Power Pack are back! Katie, Jack, Julie and Alex are together for the first time in years in a five-issue mini-series tying in to the Outlawed event. As best as I can tell, that’s Civil War for Marvel’s younger set, and while I couldn’t resist grabbing a new Power Pack book, my lack of enthusiasm for a Marvel event meant it was weeks before I opened it.
As it turns out, the Outlawed business only comes up on the final page. Before that, the Power family have the comic all to themselves, and it’s ruddy wonderful. It begins with a recap of their origins, courtesy of Katie and her mini-comic.

Her plan is to reveal the siblings’ super-powers and activities to their parents this very night, at Margaret and Jim’s Silver Wedding dinner. Jack is all for it, craving attention, but Julie and Alex – who have been away in space with the Future Foundation – aren’t keen.

Katie agrees to keep the secrets for now, and the meal goes smoothly before proceedings are rudely interrupted.

The youngest Power girl makes her excuses and goes to the bathroom to change into her superhero togs. But how can Katie’s brothers and sisters join her?

Watch out, Boogeyman, Power Pack is gonna get ya!

This comic is a delight from beginning to end. The original Power Pack, under creators Louise Simonson and June Brigman, was a thoroughly charming concoction. The kids has well-delineated personalities and sparked off one another, they actually looked like children rather than adults with weird heads, and had adventures in the Marvel Universe that were happily untouched by major angst. But the creators who followed Simonson and Brigman never clicked with the concept, and Marvel moved so far away from the original set-up – Julie spent a few years hanging out with a college encounter group for screwed-up supers while Alex became a Fantastic Four regular – that it seemed the magic was gone forever.
But here we have writer Ryan (Squirrel Girl) North and artist Nico (Ms Marvel) Leon – their full names, honestly – reuniting the siblings for the most logical of reasons. They’re a few years older than they were in their debut run, but not so aged as to be unrecognisable. Katie, originally just beyond toddlerdom, is a tween here, Jack an early teenager, and Julie and Alex probably 19 and 21, if we allow that Julie’s college days lasted less than a year. Ach, who cares, they’re just great company. Smartly, Ryan doesn’t precisely map on the original character dynamics, having the quartet get along a little better than they did. They’re more respectful of one another, kinder – Katie still kicks against being the ‘baby’ of the family, but no one is actively patronising her.
The Power parents are as lovable as ever, fiercely intelligent but somehow oblivious to their brood’s other lives – I’d love them to find Katie’s comic, because they really should know what great kids they have.
As for the villain, he’s a hoot. Laughable, but actually rather scary.

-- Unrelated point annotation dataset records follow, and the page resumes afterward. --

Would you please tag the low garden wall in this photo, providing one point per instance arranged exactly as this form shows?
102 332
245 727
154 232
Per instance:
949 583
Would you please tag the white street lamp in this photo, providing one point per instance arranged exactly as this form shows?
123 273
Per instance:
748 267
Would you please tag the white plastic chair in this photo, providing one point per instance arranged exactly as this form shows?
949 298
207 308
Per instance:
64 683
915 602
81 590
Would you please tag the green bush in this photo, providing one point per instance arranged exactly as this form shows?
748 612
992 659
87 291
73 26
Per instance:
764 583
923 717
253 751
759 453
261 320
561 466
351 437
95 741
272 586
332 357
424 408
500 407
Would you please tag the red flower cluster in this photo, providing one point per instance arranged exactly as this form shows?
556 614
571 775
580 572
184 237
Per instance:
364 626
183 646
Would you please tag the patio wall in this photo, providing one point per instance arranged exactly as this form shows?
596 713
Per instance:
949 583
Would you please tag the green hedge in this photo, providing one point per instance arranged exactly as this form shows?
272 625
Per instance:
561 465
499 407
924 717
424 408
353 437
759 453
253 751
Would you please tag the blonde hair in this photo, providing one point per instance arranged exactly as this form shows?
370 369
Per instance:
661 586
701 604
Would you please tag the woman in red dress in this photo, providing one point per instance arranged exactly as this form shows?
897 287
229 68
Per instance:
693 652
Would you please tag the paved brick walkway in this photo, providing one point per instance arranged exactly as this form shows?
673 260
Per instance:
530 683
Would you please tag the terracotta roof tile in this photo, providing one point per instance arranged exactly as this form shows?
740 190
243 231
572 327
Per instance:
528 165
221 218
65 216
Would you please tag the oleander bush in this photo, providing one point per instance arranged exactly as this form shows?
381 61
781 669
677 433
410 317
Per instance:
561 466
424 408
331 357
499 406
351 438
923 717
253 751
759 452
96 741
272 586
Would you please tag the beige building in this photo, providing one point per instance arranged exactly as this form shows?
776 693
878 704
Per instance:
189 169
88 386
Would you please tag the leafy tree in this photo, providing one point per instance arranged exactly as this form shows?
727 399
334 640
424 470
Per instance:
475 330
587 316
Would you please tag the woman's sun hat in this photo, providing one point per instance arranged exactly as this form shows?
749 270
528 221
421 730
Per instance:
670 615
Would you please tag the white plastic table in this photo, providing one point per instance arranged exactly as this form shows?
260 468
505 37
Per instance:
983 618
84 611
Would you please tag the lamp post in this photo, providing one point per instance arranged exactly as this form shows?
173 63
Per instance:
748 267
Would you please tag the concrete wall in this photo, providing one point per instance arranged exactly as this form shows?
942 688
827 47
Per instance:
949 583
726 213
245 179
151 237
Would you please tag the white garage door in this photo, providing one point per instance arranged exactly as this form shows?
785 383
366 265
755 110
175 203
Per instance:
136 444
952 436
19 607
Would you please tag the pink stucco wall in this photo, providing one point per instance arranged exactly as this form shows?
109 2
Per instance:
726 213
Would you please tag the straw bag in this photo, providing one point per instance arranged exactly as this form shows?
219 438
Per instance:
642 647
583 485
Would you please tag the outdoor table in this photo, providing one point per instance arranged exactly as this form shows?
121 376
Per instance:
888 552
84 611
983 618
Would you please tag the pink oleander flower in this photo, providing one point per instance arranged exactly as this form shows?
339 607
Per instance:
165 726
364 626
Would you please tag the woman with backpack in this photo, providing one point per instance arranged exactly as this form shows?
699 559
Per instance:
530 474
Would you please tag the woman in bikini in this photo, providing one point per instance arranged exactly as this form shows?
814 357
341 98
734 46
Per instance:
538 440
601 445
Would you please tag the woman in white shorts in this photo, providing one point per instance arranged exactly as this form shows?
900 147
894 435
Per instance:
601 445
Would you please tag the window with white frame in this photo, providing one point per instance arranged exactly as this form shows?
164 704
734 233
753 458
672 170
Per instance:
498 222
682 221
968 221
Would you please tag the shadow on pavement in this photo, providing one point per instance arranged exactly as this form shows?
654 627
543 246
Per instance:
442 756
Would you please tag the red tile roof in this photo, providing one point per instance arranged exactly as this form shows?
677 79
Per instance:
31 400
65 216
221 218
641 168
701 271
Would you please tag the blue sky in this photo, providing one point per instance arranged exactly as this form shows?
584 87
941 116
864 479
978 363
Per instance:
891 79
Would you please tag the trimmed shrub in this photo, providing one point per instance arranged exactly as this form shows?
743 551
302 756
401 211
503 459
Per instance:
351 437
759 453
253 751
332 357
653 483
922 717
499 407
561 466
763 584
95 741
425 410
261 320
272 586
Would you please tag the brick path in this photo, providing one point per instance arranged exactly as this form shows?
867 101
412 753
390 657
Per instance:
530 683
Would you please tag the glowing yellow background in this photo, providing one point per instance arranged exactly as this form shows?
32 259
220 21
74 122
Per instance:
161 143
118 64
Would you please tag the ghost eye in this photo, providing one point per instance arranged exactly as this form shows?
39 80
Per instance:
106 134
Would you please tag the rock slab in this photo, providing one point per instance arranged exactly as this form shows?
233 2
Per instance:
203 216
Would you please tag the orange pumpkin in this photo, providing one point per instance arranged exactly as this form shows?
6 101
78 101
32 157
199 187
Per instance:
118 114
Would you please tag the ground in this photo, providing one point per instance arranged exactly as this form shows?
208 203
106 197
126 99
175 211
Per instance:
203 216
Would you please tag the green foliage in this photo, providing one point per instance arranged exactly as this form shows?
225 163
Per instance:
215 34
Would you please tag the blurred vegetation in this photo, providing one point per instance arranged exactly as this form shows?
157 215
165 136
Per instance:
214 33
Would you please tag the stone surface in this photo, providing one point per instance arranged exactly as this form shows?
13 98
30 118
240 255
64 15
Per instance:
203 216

Leon is the perfect partner for North, superbly capturing the surburban ways of the Powers and, vitally, making Jack, Julie, Katie and Alex recognisably kids and young adults – Alex’s beanie, in particular, is a telling touch. He also handles the humour with a deft touch and captures the joy of young heroes in flight.
And those opening pages, drawn in Katie’s, shall I say, naive art style, are tremendous. I was expecting to see a credit for some young relative of Leon’s but no, he really is still on speaking terms with his inner child.
Colour artist Rachelle Rosenberg brings extra life to proceedings with her joyous colour palette – the foreground figures pop against backgrounds with lovely graduated tints. Plus, she models faces and clothes with her tones, Marvel apparently being too mean to employ an inker to add depth. Travis Lanham’s use of upper and lower case is the only creative decision I dislike; it makes the book look like it’s aimed solely at the younger set, whereas this is definitely all-ages fun. Which isn’t to say Lanham does a bad job, he’s an asset to any book, and likely just doing what he’s been told. (Cards on the table, I hate storybook fonts used for entire issues under any circumstances, having grown up with it as shorthand for whispering.)
The cover by Ryan Stegman, JP Mayer and Frank Martin is bright and beautiful, but the new logo is a bit of a passion killer. Yes, I see what someone did there, designing it around a computer on/off button – power, geddit? – but it lacks the pure comic zip of the original.
This is a wonderful debut issue and I’m now confident that the remaining chapters, despite being linked to the Outlawed business, will be total treats too.
I think everyone’s ignoring Outlawed. It could be the last straw for me for every ongoing touched by it. Power Pack I can’t imagine being derailed too far because, come on, Ryan North. That news bulletin was a hoot too, wasn’t it? My only hope because I trust North is that we see power sqitching at some point. That would really make this Pwer Pack in a classic way!
LikeLike
I’m for power switching, hopefully so everyone gets something they’ve not had previously. I wonder if Power Pack powers are like ultra energy, being useful for one thing at a time.